Бывало, под гром я спал.
Он стал до того нервный, раздражительный, так угнетен тюрьмой, что боялся за свой рассудок. Сойду с ума — и чего я им тогда на себя наболтаю? Ежедневная тяжелая скука больше всего пугала его. От этой скуки, тоски, он думал, того гляди я рехнусь.
Как-то, от жажды хоть что-то сделать, хоть бы слово прочесть, он вскрыл одну из филактерии, оставленных в камере. Держа за ремешки, колотил коробочку об стену, пока, взметая пыль, она не раскрылась. С изнанки она пахла кожей, старым пергаментом, и еще был странный, человеческий запах. Мастер поднес ее к самому носу и жадно внюхивался. В черной маленькой коробочке было четыре отделения, и в каждом тесно скрученный свиток, в двух — стихи из Исхода, в двух — из Второзакония.

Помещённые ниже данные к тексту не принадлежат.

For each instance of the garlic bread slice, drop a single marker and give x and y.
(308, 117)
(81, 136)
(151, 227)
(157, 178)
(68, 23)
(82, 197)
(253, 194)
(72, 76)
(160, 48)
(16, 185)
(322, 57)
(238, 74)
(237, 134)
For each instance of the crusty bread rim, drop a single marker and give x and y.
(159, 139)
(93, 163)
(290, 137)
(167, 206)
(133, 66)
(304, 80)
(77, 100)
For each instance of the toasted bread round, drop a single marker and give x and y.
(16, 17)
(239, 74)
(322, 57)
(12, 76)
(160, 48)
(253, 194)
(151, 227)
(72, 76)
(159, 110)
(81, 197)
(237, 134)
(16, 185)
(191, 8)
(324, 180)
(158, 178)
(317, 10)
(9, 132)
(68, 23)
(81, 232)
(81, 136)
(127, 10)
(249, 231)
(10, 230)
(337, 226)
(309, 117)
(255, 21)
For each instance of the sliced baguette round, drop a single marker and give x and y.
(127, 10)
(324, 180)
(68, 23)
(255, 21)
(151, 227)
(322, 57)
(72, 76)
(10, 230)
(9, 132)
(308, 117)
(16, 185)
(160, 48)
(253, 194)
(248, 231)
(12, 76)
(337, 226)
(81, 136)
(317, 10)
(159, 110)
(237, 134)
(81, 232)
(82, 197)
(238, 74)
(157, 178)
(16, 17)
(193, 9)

Яков стал разбирать тексты, но вспоминал слова прежде, чем успеет прочесть. Вот египетское пленение позади, Моисей в этом свитке провозглашает празднование Пасхи. А в этом — «Слушай, Израиль». В другом перечислены воздаяния за любовь к Г-споду и следование Ему, и кары в случае ослушания: не будет неба, и дождя, и плодов земли; самой жизни не будет. И в каждом свитке о том, что надо любить Г-спода и соблюдать, что заповедано Им. «И да будут слова сии, которые Я заповедую тебе сегодня, в сердце твоем; и навяжи их в знак на руку твою, и да будут они повязкою над глазами твоими».[22]Этот знак была филактерия, и филактерию Яков разбил. Он читал свитки в волнении и печали, а потом зарывал глубоко в солому. Но однажды Житняк, рыская взглядом в глазке, застукал мастера за чтением. Вошел в камеру и призвал Якова к ответу. Хоть Яков ему показал вскрытую филактерию, вид четырех свитков изумил стражника, и он их отнес старшему надзирателю, и тот пришел в большое возбуждение от этой «новой улики».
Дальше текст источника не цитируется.